28. The Appellants had filed a registered Sale Deed dated 12.02.2015 along with the Appeal, which has been executed by Appellant No. 1 in favour of Appellant No. 2 transferring the right, title and ownership of Suit Property. A perusal of the record shows that the said Sale Deed was not a part of the Trial Court Record and it was executed by Appellant No. 1 in favour of Appellant No. 2 subsequent to the passing of the Impugned Judgment. No appropriate application has been moved by the Appellants in order to bring on record the said additional document i.e. Sale Deed dated 12.02.2015 and it has been annexed along with the Appeal without seeking any permission from this Court. Further, no permission has been sought to prove the said sale deed dated 12.02.2015 in accordance with law. In the absence of any appropriate application, this Court cannot take the said Sale Deed on record and therefore, it will not be considered while deciding the present Appeal. Even though, if an appropriate application would have been moved by the Appellants, then also the Sale Deed could not have been considered by this Court since the same has been executed after passing of the Impugned Judgment. It creates a new cause of action for Appellant No. 2 to initiate appropriate proceedings against the Respondent.

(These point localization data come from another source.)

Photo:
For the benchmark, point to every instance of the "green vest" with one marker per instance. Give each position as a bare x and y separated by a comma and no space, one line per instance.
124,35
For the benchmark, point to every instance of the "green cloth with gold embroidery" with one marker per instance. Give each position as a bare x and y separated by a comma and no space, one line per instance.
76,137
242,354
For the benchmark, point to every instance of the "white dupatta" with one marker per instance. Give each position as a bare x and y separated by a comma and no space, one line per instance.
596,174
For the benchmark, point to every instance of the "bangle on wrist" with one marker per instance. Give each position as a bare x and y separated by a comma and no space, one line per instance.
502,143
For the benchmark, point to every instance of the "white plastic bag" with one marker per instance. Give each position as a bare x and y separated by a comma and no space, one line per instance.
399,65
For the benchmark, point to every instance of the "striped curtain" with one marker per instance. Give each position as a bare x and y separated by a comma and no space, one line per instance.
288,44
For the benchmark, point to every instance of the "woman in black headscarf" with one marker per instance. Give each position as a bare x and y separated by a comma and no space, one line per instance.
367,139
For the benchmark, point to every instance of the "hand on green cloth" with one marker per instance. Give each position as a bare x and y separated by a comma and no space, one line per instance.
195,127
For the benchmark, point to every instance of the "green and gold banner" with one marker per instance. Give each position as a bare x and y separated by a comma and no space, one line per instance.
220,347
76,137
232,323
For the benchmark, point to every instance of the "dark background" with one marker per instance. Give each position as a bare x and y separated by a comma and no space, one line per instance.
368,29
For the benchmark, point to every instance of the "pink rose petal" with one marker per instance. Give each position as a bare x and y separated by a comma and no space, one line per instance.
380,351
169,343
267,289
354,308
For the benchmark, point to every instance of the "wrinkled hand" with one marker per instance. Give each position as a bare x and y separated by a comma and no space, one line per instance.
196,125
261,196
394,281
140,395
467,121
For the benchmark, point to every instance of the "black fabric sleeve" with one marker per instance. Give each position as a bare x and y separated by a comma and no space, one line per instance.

29. It is also pertinent to note here that the Appellants had taken some additional grounds at the time of arguments. The first additional ground is the ground of res judicata. It has been argued that issue of ownership of Suit Property between the parties was already decided in the eviction petition and therefore, the same could not have been adjudicated herein again due to the bar of res judicata provided under Section 11 of CPC. Another additional ground taken by Mr. Dasi, learned counsel for the Appellants during the course of arguments is that the ownership of a property on the basis of title documents like GPA, Agreement to sell, Will, etc. is recognized under Section 3 of the National Capital Territory of Delhi (Recognition of Property Rights of Residents in Unauthorized Colonies) Act,
2019. Since the plea raised by the Appellants are of legal nature, this Court deems it appropriate to examine these legal issues. Furthermore, the Respondents were given sufficient opportunity to rebut these additional grounds.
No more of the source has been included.